Meeting of the Parliament 08 February 2023
I thank my good friend and colleague Ruth Maguire for raising this issue in the chamber today and for sharing her personal experience. I also thank colleagues for their important speeches.
Raising awareness of cervical cancer prevention is absolutely crucial if we are truly to achieve prevention of this disease. We have a unique and exciting opportunity to entirely eradicate a cancer that affects so many, and I am determined that we do all that we can to achieve that.
There are a few different aspects that work together to help us to prevent cervical cancer. As outlined in the motion, the World Health Organization has identified three key targets that will move us towards eliminating this disease. I am working very closely with my officials on progressing work in relation to the WHO targets for screening, the HPV vaccine and treatment.
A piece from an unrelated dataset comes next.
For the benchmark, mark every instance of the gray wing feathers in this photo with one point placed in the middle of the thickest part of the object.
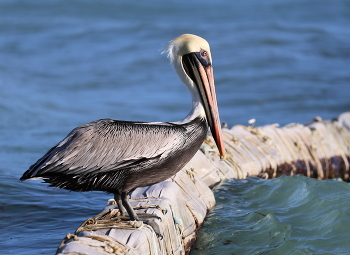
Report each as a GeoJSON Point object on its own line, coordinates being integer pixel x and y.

Cervical screening is key to ensuring that those who are developing the cancer are treated as early as possible, whether that is at an early stage of cancer or even at the point of identifying pre-cancerous cells. As I often reiterate, this is the one screening test that catches cancer before it is even cancer. The World Health Organization target is for 70 per cent of women to be screened using a high-performance test by the age of 35 and again by the age of 45. In Scotland overall, screening uptake is consistently above 70 per cent in women in the 35 to 44 and 45 to 49 age groups. However, as many members have mentioned, screening uptake is below 70 per cent in younger age groups and among women in the two lowest quintiles of the Scottish index of multiple deprivation. That is not good enough.
It is not enough for us to meet the World Health Organization targets at general population level. We must work to ensure that we meet the targets for the whole population. One of my top priorities for the screening programme is to continue to increase overall uptake but also to reduce inequalities. As we all know, the factors that drive inequality are complex and defy easy solutions, but I am passionately committed to closing the gap and so, too, is the screening community in Scotland.
We have awarded £456,000 to Jo’s Cervical Cancer Trust to support its vital campaign work on cervical cancer. That includes work to raise awareness of screening benefits and to tackle and understand key issues around access and uptake. This month, we have worked with Public Health Scotland to support other partners to promote cervical cancer prevention week.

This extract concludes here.